Escaping Katy Perry seems near impossible. She’s everywhere, from little sisters dancing and singing “I got the eye of the tiger, fighter, dancing through the fire!” from Perry’s newest hit single to every store, radio station and Barbie girl playing her songs. This leads to countless hours spent trying to dislodge the infectious hooks and melodies from one’s brain, resulting in headaches, ear bleeds and possibly stunted brain development.
Perry’s new album, “Prism,” indulges listeners with more of the aforementioned hooks, melodies and auto-tune than any album in my music collection. Not even the hook-heavy Coldplay-pop of Snow Patrol rids my brain of the uncomfortably catchy songs found on “Prism.” And that is a problem for the mental health of the listener.
The writing process for these songs seems to have been very simple: write a catchy chorus then throw in a verse or two between them for the sake of variety.

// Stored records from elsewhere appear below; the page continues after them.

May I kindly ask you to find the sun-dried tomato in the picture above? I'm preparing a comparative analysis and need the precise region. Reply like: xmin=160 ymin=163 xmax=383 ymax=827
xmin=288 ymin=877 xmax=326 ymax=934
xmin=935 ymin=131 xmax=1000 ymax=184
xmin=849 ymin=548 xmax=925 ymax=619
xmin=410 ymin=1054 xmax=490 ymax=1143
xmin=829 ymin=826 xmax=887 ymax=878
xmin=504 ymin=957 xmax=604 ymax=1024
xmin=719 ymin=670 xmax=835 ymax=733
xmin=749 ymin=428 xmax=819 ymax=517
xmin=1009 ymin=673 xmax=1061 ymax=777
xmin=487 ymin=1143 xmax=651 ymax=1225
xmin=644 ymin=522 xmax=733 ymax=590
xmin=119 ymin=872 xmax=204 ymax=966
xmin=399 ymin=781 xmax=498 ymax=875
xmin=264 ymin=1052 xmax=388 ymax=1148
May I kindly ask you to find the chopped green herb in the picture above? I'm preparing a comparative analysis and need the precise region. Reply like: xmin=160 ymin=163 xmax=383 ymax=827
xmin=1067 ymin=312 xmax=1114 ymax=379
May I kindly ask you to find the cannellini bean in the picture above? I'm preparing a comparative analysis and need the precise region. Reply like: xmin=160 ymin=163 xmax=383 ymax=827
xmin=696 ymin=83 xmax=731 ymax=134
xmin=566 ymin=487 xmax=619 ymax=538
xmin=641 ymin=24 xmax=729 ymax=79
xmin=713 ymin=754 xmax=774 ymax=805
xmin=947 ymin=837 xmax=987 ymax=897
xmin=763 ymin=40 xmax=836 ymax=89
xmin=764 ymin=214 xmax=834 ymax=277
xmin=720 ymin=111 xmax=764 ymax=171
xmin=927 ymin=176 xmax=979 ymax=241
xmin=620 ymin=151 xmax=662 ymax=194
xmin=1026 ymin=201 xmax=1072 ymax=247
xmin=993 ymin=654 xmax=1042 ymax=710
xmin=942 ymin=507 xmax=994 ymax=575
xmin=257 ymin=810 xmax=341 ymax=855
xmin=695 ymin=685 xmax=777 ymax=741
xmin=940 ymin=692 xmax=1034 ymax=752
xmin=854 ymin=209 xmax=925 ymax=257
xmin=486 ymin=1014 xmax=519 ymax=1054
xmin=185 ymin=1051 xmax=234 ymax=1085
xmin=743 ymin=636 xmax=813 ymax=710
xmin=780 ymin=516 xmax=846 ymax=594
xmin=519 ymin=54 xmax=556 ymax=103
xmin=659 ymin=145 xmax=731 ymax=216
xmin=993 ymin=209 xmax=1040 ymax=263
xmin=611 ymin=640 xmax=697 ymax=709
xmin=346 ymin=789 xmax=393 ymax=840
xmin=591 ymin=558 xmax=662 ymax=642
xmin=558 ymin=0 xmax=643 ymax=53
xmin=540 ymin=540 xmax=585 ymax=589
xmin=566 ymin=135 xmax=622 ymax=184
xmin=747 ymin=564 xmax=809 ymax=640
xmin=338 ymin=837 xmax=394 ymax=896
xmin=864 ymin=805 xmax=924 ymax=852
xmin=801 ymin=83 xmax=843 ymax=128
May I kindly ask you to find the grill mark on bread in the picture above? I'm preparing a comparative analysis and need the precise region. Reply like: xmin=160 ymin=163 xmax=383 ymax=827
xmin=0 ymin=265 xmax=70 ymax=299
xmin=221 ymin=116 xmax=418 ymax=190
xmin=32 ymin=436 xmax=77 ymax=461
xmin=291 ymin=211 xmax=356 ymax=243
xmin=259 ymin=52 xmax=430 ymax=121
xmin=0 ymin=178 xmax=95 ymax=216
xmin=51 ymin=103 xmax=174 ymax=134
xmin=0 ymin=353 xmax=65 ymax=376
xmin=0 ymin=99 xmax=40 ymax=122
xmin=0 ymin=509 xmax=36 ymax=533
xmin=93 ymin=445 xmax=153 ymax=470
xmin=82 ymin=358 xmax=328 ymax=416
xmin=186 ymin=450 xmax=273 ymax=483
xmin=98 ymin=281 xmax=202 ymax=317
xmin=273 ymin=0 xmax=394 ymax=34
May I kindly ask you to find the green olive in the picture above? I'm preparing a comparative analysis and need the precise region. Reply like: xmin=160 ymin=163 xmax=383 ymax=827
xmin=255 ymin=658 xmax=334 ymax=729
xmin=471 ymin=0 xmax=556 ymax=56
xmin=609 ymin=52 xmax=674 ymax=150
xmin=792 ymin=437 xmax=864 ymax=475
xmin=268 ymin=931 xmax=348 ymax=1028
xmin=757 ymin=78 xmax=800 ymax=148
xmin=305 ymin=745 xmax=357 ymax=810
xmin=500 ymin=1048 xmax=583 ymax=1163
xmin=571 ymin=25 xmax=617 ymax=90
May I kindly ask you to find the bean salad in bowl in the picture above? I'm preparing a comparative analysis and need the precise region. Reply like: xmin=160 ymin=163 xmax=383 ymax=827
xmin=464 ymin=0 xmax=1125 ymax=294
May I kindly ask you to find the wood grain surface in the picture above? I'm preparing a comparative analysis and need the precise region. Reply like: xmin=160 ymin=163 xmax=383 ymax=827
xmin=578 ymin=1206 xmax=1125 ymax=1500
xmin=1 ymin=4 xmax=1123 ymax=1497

Writing hooks seems to have taken priority over writing actual songs.
The 16-song album is filled with basically two types of songs: the slow, “emotional” make-out songs, like “Love Me,” a “ballad” about—you guessed it—forcing someone to love you, and the fast, dance-beat songs like “Walking on Air,” which literally repeats the title line over and over and over and over again….
Then there’s synth-led, uber-deep “ballad” “This Moment,” which contains some of the most cringe-worthy lyrics ever put to tape—perhap beaten only by the horrid lyrics plaguing every Nickelback song. Lines like “Yesterday is history, why won’t you be here with me” and “All we have is this moment” showcase the master poetry in the song.
The album is not helped by the extremely boring instrumentation: drums that simply keep the beat and synthesizers that repeat the same melody over and over again. There is literally nothing interesting going on here.
Perry also seems overly religious on this album, which might be a risky move for the queen of party Barbies. Some fans dreaming that “Teenage Dream” might be thrown off by her “maturity.” Although with her overly spiritual lyrics and—cough—tight skirts and push-up bras, she might attract the attention of lonely middle-aged men longing for the golden days of Creed.